Orlando Magic center Dwight Howard took a step down a dark and dangerous path over the weekend.
A little more than three months after the Magic were ousted by the Atlanta Hawks in the first round of the playoffs, a major disappointment considering the team had advanced to the Eastern Conference Finals the two previous seasons, Orlando's All-Star big man took a swipe at the Amway Center faithful for not doing their part to create a winning environment.
The Orlando Sentinel details a series of tweets in which Howard said he is seeking a more vocal crowd during the regular season.
Howard wrote back, “that upsets me cuz I don’t wait till the playoffs to play hard. I give y’all my best everynite. Y becuz some people don’t get a chance to be at everygame. And I want them to always remember the nite they saw me play. So. I play for y’all. I feed off the fans. ESP at home. It’s a different atmosphere in the playoffs at the arena. That same atmosphere should be during the season.”A few notes for reference.
If you’re not adept at Twitter-speak, Howard said he plays hard every night because he wants every fan to remember the time he or she saw Howard play. Because he’s bringing his best every night, he wants fans to bring playoff intensity every night.
This year, Howard didn’t feel like the fans brought it all the time.
First, during the 2011 NBA season, Amway Center averaged nearly 19,000 fans per home game. The Magic actually played to 102.6% of the stadium's capacity, according to numbers published by ESPN.com. That number was good for fourth in the league, trailing only the Dallas Mavericks (NBA Champions), Chicago Bulls (Eastern Conference Finalists) and Portland Trail Blazers (home to the craziest NBA fans, period).
Second, the Magic finished with a home record of 29-12, good for fourth in the Eastern Conference. The only three teams with better home records were the East's top three seeds: The Miami Heat, the Bulls and the Boston Celtics.
In other words, every ticket is sold and the noise of the arena is not impacting wins and losses in any stunningly quantifiable way. The Sentinel suggests that perhaps the layout of the new Amway Center, opened in 2010, makes the arena sound quieter because of the location of luxury boxes. A reasonable hypothesis.

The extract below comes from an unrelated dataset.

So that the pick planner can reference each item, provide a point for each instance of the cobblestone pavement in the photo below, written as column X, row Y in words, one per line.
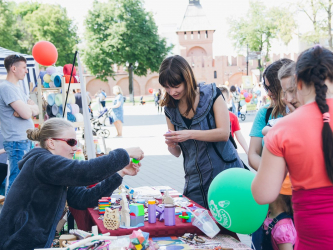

Another reasonable hypothesis? Howard should definitely not take another shot, or anything that can be perceived as a shot, at Magic fans. It's unbecoming for any player set to make $18 million next season to contrast the quality of his performance with the engagement of the crowd's, but it's even worse when that athlete has a track record of griping and has the entire city hanging on his free agency decision next summer. Howard should have learned his lesson when he took unnecessary shots at the Orlando media back in May and he should understand that it might be a wee bit difficult for fans to cheer at maximum volume level when they are chewing on their fingernails, anxious that the one shining star on the roster might decide to pack it up and move out of town.
Unsurprisingly, the fan reaction to Howard's tweets was swift and negative.
"Cry baby – play better and you’ll have better attendance," one commenter wrote. "Sounds like Dwight is continuing to line up excuses why he’s leaving," another said.
Nothing good -- ever -- comes from blaming ticket-paying fans. Howard should turn around and run the other direction as quickly as possible. Otherwise it's bound to get even uglier.